A very useful function in Perl is split, which splits up a string and
places it into an array. The function uses a regular expression and as
usual works on the $_ variable unless otherwise specified.
The split function is used like this:
$info = "Caine:Michael:Actor:14, Leafy Drive";
@personal = split(/:/, $info);
which has the same overall effect as
@personal = ("Caine", "Michael", "Actor", "14, Leafy Drive");
If we have the information stored in the $_ variable then we can just
use this instead
@personal = split(/:/);
If the fields are divided by any number of colons then we can use the
RE codes to get round this. The code
$_ = "Capes:Geoff::Shot putter:::Big Avenue";
@personal = split(/:+/);
is the same as
@personal = ("Capes", "Geoff",
"Shot putter", "Big Avenue");
But this:
$_ = "Capes:Geoff::Shot putter:::Big Avenue";
@personal = split(/:/);
would be like
@personal = ("Capes", "Geoff", "",
"Shot putter", "", "", "Big Avenue");
A word can be split into characters, a sentence split into words and a
paragraph split into sentences:
@chars = split(//, $word);
@words = split(/ /, $sentence);
@sentences = split(/\./, $paragraph);
In the first case the null string is matched between each character,
and that is why the @chars array is an array of characters - ie an
array of strings of length 1.
A useful tool in natural language processing is concordance. This
allows a specific string to be displayed in its immediate context
whereever it appears in a text. For example, a concordance program
identifying the target string the might produce some of the following
output. Notice how the occurrences of the target string line up
vertically.
discovered (this is the truth) that when he
t kinds of metal to the leg of a frog, an e
rrent developed and the frog's leg kicked,
longer attached to the frog, which was dea
normous advances in the field of amphibian
ch it hop back into the pond -- almost. Bu
ond -- almost. But the greatest Electrical
ectrical Pioneer of them all was Thomas Edi
This exercise is to write such a program. Here are some tips:
* Read the entire file into array (this obviously isn't useful in
general because the file may be extremely large, but we won't
worry about that here). Each item in the array will be a line of
the file.
* When the chop function is used on an array it chops off the last
character of every item in the array.
* Recall that you can join the whole array together with a statement
like $text = "@lines";
* Use the target string as delimiter for splitting the text. (Ie,
use the target string in place of the colon in our previous
examples.) You should then have an array of all the strings
between the target strings.
* For each array element in turn, print it out, print the target
string, and then print the next array element.

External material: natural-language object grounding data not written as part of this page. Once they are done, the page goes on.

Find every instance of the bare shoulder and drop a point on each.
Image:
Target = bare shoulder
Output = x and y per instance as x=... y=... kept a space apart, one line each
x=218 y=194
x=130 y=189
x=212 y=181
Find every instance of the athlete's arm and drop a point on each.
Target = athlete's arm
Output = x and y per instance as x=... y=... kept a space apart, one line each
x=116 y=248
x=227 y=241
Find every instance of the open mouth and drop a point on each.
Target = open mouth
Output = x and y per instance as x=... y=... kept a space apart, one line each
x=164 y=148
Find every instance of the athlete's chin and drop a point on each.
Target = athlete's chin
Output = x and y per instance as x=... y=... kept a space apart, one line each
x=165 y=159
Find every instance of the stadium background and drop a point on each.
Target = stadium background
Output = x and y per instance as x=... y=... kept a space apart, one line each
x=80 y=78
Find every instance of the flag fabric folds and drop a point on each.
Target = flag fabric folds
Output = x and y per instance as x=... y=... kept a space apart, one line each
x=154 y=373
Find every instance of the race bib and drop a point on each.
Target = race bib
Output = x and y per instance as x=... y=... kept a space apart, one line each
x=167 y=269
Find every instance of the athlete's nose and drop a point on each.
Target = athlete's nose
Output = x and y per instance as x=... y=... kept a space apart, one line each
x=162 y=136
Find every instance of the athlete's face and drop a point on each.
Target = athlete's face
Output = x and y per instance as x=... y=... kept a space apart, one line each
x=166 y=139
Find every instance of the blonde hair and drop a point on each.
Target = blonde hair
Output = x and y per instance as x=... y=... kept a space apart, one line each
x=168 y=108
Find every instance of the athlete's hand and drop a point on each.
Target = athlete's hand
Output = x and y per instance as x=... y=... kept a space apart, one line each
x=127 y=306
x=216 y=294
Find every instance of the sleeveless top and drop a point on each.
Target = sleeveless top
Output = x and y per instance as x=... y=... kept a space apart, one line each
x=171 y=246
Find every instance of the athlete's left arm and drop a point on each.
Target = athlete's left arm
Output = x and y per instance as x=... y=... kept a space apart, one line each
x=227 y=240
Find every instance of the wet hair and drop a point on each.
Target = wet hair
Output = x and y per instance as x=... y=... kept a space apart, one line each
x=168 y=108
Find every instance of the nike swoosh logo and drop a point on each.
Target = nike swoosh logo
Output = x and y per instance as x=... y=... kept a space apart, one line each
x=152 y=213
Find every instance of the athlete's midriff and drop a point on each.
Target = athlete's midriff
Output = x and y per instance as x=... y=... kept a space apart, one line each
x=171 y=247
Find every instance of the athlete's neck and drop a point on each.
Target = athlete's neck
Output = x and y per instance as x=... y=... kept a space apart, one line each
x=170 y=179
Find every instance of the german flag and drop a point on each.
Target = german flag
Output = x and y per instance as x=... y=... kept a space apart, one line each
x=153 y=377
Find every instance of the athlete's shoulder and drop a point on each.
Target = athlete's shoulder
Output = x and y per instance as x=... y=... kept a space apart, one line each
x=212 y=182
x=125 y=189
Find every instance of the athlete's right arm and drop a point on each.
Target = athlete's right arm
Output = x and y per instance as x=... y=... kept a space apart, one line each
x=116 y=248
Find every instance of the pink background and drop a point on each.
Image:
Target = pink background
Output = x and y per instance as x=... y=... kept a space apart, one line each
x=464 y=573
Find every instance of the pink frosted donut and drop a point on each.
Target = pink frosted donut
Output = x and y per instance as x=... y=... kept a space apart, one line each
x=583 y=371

* Recall that the last element of an array @food has index $#food.
As it stands this would be a pretty good program, but the target
strings won't line up vertically. To tidy up the strings you'll need
the substr function. Here are three examples of its use.
substr("Once upon a time", 3, 4); # returns "e up"
substr("Once upon a time", 7); # returns "on a time"
substr("Once upon a time", -6, 5); # returns "a tim"
The first example returns a substring of length 4 starting at position
3. Remember that the first character of a string has index 0. The
second example shows that missing out the length gives the substring
right to the end of the string The third example shows that you can
also index from the end using a negative index. It returns the
substring that starts at the 6th character from the end and has length
5.
If you use a negative index that extends beyond the beginning of the
string then Perl will return nothing or give a warning. To avoid this
happening you can pad out the string by using the x operator mentioned
earlier. The expression (" "x30) produces 30 spaces, for example.
_________________________________________________________________